Add any copyright information you possess, this could include details about ownership, usage and legal protection.
document.metadata.document_type
string
If you identify document types, this is the place to provide your classification values in free text form. Some of the examples of values we’ve seen here are: annual-report, interim-report, quarterly-report, earnings-release, shareholder-meetings-notice, earnings-call-transcript, earnings-call-slides, special-events-slides, sustainability-report, initial-registration-statement, podcast, audio-recording…
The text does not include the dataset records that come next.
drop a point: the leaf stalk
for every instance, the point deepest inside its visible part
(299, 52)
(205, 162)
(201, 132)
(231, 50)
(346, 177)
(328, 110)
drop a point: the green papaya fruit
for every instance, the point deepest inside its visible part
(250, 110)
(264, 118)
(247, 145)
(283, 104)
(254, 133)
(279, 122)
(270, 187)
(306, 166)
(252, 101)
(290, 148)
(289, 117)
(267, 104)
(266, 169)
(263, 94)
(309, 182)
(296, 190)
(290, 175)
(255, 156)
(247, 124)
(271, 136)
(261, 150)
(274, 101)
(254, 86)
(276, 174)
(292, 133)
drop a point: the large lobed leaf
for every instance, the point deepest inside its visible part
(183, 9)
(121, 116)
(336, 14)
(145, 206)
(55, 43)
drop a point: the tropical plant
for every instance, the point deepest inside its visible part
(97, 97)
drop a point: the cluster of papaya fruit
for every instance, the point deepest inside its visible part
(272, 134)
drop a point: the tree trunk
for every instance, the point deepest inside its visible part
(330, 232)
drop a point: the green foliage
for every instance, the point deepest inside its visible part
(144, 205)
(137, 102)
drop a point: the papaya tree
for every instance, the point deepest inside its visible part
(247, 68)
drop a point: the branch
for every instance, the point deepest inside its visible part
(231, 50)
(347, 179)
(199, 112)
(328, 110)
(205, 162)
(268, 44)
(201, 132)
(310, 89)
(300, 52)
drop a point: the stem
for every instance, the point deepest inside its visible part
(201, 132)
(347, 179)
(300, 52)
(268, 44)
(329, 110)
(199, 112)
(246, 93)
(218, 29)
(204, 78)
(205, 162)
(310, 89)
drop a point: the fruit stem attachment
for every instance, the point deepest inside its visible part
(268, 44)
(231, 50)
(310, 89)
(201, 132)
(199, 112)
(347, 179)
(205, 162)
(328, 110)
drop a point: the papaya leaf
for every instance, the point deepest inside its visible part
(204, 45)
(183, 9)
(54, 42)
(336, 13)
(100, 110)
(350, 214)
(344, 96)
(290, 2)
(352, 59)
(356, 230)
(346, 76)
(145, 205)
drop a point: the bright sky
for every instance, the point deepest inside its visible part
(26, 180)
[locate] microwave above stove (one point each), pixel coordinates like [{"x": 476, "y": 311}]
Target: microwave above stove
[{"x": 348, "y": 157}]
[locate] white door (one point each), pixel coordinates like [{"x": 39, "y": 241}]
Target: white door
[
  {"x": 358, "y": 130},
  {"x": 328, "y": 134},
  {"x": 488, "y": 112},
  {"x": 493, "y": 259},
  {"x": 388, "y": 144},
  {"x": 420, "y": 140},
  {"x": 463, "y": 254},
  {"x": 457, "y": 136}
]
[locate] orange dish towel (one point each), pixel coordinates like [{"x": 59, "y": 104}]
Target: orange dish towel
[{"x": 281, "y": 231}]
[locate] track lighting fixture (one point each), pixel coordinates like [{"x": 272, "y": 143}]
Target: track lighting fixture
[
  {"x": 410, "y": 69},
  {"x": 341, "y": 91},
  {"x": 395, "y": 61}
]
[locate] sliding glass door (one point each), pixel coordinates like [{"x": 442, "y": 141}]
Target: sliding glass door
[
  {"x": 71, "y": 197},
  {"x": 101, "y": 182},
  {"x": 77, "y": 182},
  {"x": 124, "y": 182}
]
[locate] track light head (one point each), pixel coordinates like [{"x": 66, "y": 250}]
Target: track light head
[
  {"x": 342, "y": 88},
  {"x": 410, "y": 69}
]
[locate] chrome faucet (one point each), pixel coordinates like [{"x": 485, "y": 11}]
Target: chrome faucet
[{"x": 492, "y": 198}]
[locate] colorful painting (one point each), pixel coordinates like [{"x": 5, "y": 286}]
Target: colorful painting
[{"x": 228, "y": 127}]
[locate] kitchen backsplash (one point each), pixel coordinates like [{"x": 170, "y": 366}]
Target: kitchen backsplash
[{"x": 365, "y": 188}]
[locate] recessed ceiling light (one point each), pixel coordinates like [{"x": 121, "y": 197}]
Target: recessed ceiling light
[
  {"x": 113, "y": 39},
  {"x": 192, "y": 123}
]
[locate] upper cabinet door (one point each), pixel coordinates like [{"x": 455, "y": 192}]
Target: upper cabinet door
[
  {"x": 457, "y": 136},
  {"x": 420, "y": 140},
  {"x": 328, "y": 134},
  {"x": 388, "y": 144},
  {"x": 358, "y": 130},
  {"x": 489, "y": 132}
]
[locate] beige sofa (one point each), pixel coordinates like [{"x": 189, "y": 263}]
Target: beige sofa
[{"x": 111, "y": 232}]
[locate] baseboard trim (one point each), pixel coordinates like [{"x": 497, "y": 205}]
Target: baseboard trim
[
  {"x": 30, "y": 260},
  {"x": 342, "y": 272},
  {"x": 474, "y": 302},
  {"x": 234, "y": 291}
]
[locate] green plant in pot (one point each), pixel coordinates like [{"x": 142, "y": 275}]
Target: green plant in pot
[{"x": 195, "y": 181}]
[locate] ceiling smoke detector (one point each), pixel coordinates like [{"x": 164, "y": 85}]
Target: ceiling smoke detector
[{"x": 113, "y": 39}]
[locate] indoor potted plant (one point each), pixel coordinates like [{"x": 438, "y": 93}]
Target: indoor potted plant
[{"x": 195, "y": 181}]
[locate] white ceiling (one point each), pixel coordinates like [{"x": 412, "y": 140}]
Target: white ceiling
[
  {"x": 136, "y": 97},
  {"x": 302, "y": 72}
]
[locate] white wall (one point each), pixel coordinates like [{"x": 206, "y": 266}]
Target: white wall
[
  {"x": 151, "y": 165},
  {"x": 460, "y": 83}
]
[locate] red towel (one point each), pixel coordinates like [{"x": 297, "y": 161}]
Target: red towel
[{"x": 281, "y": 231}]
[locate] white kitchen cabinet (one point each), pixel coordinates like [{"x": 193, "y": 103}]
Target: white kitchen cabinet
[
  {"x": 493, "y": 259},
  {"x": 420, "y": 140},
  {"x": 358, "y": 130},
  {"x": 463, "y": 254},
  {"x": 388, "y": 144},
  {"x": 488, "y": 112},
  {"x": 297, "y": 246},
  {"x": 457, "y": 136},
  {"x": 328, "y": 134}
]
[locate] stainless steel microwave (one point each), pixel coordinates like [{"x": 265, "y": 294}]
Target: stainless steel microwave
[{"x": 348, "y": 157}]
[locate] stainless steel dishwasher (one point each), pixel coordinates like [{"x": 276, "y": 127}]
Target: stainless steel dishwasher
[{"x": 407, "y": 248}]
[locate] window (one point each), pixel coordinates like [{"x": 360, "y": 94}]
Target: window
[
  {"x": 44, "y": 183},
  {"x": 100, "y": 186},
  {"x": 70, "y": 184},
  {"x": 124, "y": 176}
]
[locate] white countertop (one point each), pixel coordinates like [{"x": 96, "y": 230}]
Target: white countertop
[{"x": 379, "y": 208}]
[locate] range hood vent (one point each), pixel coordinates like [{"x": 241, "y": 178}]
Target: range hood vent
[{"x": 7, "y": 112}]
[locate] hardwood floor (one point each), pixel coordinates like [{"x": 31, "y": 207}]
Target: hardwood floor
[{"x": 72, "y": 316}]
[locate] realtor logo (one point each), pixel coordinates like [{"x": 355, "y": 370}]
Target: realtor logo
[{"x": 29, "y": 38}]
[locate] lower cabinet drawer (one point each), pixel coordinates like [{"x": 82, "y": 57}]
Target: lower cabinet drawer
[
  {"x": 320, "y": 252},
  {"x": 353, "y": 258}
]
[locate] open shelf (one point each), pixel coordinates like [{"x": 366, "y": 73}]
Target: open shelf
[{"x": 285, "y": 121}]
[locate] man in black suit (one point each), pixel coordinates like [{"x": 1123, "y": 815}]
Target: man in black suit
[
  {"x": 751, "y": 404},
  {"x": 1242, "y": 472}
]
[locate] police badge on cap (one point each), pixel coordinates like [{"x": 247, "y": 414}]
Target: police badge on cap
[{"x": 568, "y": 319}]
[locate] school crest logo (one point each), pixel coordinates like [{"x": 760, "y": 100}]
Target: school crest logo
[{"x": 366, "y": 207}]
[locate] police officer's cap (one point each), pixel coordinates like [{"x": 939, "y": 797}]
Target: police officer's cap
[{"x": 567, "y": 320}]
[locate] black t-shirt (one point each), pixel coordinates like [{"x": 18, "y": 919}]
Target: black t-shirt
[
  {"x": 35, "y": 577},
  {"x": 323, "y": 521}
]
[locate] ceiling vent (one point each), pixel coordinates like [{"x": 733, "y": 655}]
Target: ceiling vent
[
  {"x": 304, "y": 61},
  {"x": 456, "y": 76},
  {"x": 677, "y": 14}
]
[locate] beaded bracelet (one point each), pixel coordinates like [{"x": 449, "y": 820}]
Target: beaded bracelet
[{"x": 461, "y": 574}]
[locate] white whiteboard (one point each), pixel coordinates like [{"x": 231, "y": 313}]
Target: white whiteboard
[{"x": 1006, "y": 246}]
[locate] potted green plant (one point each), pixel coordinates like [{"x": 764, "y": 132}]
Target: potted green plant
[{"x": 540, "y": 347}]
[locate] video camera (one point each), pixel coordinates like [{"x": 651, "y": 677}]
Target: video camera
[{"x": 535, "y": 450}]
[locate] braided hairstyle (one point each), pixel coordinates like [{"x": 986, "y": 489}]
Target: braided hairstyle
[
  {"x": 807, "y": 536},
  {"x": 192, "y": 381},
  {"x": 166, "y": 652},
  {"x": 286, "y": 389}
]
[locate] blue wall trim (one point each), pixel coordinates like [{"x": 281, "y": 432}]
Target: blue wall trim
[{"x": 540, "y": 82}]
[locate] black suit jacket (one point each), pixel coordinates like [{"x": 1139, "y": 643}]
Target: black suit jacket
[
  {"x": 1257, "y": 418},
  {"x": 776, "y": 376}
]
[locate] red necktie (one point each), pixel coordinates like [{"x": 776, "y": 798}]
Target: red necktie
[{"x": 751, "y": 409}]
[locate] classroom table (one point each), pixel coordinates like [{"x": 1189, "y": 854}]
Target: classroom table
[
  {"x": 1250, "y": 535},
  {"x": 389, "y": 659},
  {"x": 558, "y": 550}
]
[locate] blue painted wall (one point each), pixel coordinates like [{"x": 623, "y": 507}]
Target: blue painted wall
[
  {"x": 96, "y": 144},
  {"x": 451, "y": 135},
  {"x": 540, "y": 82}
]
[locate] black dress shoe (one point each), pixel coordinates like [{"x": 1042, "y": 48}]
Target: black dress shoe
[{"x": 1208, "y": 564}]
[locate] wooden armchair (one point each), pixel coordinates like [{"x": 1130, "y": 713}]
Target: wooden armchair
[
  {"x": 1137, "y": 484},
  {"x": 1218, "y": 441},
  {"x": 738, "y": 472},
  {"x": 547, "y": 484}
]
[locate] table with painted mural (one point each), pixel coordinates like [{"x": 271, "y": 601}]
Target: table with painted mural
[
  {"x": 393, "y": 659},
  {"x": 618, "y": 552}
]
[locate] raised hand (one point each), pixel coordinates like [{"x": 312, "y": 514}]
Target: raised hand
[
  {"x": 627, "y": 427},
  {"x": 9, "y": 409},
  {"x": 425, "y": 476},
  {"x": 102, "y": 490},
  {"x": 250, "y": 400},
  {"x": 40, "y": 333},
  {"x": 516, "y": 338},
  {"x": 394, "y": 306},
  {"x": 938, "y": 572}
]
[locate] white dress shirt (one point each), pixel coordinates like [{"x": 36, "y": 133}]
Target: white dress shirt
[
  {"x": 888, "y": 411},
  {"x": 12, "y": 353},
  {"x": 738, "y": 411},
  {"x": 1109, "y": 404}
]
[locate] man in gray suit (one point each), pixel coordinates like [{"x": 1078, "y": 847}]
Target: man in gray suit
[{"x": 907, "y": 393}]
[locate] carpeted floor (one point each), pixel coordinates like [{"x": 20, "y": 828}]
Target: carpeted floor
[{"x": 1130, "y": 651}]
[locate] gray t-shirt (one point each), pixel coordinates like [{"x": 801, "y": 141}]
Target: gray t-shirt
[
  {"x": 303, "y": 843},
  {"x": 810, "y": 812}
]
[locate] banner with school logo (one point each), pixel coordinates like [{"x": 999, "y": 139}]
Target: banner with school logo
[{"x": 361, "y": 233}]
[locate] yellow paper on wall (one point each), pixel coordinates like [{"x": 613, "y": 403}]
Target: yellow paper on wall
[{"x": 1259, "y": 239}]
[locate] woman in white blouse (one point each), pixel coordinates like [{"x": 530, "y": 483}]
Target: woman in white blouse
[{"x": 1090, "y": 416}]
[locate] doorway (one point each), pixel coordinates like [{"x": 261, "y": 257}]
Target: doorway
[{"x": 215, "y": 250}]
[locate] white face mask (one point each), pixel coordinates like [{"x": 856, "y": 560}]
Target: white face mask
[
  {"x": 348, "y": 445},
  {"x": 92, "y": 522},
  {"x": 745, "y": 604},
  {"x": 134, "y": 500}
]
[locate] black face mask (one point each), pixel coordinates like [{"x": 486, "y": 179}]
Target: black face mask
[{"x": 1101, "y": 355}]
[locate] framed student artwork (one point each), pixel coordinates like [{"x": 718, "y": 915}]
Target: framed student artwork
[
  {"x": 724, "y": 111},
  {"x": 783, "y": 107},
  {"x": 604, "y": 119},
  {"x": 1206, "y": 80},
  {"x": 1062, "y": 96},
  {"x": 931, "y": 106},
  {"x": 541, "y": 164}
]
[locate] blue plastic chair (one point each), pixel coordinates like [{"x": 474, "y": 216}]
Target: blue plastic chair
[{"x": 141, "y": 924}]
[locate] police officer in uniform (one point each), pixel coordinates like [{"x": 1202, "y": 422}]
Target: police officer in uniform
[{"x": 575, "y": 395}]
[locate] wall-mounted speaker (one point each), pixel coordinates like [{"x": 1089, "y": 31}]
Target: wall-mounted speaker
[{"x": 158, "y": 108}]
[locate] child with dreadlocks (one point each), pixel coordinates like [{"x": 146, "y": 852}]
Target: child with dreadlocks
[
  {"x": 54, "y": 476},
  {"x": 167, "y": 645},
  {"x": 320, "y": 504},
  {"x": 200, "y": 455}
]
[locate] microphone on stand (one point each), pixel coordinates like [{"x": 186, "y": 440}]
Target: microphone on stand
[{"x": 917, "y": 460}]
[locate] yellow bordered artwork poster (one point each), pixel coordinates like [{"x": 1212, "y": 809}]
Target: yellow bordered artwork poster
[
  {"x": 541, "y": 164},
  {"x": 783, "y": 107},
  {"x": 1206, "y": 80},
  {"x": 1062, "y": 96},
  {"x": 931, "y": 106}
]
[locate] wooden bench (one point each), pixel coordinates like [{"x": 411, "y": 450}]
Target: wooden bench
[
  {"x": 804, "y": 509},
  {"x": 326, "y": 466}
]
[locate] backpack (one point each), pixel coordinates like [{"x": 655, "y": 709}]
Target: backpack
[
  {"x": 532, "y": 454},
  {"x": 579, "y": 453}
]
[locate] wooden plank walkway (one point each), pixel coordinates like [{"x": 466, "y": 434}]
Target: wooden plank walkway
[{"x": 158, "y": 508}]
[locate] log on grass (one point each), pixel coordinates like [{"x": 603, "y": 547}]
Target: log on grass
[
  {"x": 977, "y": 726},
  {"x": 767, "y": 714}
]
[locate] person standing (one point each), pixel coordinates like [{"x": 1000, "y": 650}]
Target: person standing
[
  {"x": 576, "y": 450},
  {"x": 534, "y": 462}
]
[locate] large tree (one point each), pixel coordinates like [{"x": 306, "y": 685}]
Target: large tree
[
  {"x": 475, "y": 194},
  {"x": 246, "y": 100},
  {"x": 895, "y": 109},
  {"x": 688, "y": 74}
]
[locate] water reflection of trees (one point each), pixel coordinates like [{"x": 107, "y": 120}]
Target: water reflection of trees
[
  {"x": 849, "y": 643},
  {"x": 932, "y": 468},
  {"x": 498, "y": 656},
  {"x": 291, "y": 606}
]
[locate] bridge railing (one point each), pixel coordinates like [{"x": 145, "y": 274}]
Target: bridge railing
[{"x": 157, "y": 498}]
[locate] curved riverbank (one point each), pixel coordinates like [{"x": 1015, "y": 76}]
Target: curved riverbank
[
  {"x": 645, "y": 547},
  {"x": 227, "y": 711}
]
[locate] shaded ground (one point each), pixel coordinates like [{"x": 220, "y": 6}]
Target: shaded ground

Document - Metadata - Reporting Period

document.metadata.reporting_period.fiscal_year
int
Fiscal year, for example: 2024
document.metadata.reporting_period.fiscal_period
enum
Fiscal period - should be enum with the following values allowed: FY, H1, H2, Q1, Q2, Q3, Q4, M01, M02, M03, M04, M05, M06, M07, M08, M09, M10, M11, M12If you leave this field empty, we’ll assume it’s FY

Document - Metadata - Codes

This is an array that helps our classification understand better what is the document about - we use it to hint our detections so any standard identifier (such as ticker or ISIN) can help us a lot
document.metadata.codes.type
string
If you store any (standard) identifiers, such as ISIN, CUSIP etc., store the type here (and provide the value in the field below).
document.metadata.codes.value
string
Represents the value of the code associated with the document.
document.metadata.custom
string
Put here any additional metadata that doesn’t fit in other fields but describes the document such as labels or custom fields that will enhance its searchability.

Content

Both Title and Body objects follow the same block structure, with the same schema - don’t get confused if you see the same field names below ;)

Content - Title

content.title.content_type
string
required
IANA media type of the content block (text/plain, application/html).
content.title.value
string
required
Add the title of the document
content.title.role
string
The role of the content block in the document. For titles it’s typically HEADING
content.title.url
string
If you have any linked documents in the title or it contains graphical elements such as images, this is the place to put the URL

Content - Title - Section

The array of sections within the text. Doesn’t make much sense for title so feel free to skip this element
content.title.section.name
string
required
If you detect sections within a document, specify which section this content block belongs to. For Title it can just be a simple Title
content.title.section.parents
string[]
The array of parents in order of nesting for this section. For Title it will most likely be empty
content.title.section.metadata
string
If you have any section metadata, put it here.
content.title.pages
string[]
Array of page numbers - doesn’t make much sense for Title so either put 1 or just skip this field completely

Content - Body

content.body.content_type
string
required
IANA media type of the content block (text/plain, application/html).
content.body.value
string
required
Add the text of the content block.
content.body.role
string
The role of the content block in the document (NORMAL, HEADING, FOOTER, HEADER…).
content.body.url
string
If you have images or other asset elements as a part of your documents, this is the place to put their URL

Content - Body - Section

If you detect sections and are able to provide them, then certain fields are mandatory (like content.body.section.name), otherwise feel free to skip the whole section.
content.body.section.name
string
required
If you detect sections within a document, specify which section this content block belongs to.
content.body.section.parents
string[]
The array of parents in order of nesting for this section.
content.body.section.metadata
string
If you have any section metadata, put it here.
content.body.pages
string[]
Array of page numbers - typically it will be a single int indicating the page of the original document (for example PDF) where this content block (paragraph) is. In case the paragraph spans pages, provide multiple page values in this array.